Tonight, I am going to Volume to see a free show with lots of bands I want to see (Erase Errata, Les Georges Leningrad, The Unicorns, and more). In addition, there will be free Red Stripe for two hours, which really is not a good beer, it is just imported Milwaukee's Best with a better marketing campaign, and it sort of boggles my mind that it is not 2.99 for a six pack and that still people buy it, and seem to be happy with their expensive purchase. But I will drink it and I will love it.

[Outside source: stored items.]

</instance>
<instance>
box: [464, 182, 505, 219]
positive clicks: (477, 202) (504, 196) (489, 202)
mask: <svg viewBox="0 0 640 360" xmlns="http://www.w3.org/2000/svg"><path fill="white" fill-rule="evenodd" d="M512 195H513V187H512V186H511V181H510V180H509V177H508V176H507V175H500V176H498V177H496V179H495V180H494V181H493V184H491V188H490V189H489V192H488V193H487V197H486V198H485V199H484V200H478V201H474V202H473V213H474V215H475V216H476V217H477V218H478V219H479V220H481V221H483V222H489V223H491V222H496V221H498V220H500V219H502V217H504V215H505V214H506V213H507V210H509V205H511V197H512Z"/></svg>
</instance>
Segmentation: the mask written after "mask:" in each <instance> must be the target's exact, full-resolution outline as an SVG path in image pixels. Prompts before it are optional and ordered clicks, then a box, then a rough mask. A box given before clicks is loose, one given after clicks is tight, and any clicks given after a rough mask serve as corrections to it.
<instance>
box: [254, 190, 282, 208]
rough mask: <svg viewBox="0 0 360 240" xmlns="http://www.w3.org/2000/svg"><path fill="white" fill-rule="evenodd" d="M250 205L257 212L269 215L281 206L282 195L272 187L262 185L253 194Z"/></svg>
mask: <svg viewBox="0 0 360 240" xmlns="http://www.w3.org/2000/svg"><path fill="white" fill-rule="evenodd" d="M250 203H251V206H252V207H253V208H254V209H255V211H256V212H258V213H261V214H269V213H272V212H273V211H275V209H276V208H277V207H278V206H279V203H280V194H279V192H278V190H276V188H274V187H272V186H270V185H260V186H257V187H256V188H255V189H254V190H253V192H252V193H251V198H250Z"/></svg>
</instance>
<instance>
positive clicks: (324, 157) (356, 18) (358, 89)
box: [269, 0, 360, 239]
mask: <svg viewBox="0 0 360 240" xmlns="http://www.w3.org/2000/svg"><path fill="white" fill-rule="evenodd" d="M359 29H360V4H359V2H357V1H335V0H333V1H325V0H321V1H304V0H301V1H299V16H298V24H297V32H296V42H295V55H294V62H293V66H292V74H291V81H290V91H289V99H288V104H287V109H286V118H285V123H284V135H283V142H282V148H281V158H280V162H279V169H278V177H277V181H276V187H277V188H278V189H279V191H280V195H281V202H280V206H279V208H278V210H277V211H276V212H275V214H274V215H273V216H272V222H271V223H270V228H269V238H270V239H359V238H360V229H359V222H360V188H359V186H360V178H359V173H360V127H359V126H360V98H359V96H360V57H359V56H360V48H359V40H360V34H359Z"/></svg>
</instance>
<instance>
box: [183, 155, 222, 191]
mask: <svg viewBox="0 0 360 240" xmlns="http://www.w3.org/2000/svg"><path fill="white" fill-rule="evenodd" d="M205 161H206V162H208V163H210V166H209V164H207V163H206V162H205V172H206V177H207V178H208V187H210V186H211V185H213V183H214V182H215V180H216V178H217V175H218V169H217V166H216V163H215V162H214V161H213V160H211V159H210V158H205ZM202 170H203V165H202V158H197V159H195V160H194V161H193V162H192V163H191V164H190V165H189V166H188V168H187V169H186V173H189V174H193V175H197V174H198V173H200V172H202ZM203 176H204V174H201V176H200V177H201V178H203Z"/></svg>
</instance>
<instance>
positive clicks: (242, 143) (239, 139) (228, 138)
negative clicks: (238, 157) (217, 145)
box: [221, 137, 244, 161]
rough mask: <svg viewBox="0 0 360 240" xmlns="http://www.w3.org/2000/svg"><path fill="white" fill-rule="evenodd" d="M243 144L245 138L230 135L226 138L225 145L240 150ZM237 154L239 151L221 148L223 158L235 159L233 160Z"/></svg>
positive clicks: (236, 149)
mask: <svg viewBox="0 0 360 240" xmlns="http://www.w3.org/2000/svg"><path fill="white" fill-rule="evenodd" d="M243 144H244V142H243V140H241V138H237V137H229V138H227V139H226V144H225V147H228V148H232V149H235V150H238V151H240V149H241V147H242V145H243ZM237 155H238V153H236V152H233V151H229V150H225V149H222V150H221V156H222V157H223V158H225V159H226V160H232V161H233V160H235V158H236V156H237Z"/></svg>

Today, I did laundry, which I then brought home and dumped on my bed. I then sprawled out lying on my laundry, looking at the blue sky outside my window and read from the various books I am juggling right now: the comics McSweeneys, Kenneth Anger's Hollywood Babylon, and Hank Stuever's Off Ramp. All of them quite excellent. There is a Nashville Babylon also. I have never seen it in my life. I may have to order someone's old copy off Amazon. But don't forget the warm laundry underneath my back, my legs, my head. A little mountain of laundry - my body molding to its shape, and that blue sky out my window, the fan blowing that cool breeze inside, those blue skies over me and my laundry. I love having days off and not taking the subway anywhere, not leaving my neighborhood. I thought for a moment when I was walking to the store this morning that I could smell the ocean. Then I thought it was probably just fish in someone's trash, I am not sure, but my excitement provoked by the possible scent of the ocean filled with me longings and memories that pleased me more than I think I could ever hope to explain to you.
I still have yet to fold my laundry or put the sheets back on my bed. I am not sure when I will.